Dr. Girard’s eyes glittered with something akin to fury. “Dr. Carson, this is my hospital. My wing. My town. I’m the one who calls the shots. I’m the one who says how things work, and I’m here to tell you that the kind of partnership you envision is only possible if there is mutual respect. And that sort of respect begins with not making arbitrary decisions about care.” He smacked one palm flat onto the counter, making the two nurses who were staring at both of us jump. “This morning, I’ll be explaining to the Spencers that until such a time as I see the need for change, Angela’s chemo will proceed exactly as I originally prescribed. In the meantime, you will stay away from her unless I give you express permission to participate.”
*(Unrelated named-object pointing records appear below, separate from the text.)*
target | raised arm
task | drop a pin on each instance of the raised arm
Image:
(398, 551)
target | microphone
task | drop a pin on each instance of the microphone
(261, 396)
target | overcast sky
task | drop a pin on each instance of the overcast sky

I was so angry, so supremely pissed off that my head began to spin a little. Still, I held it together as I leaned forward and spoke in a tone my friends and enemies would’ve recognized as deadly.

“The hell I will. You may be the guy who made this wing possible, and you might be the big man on campus in this town. But you’re not my boss, Dr. Girard. You’d do well to keep that in mind before you go around issuing ultimatums and directives.” I eased back slightly and pasted an icy smile on my lips. “And until such a time as the board tells me otherwise, I’m going to keep on doing my job. So you can take all your bullshit superiority crap and shove it right up your fine ass.”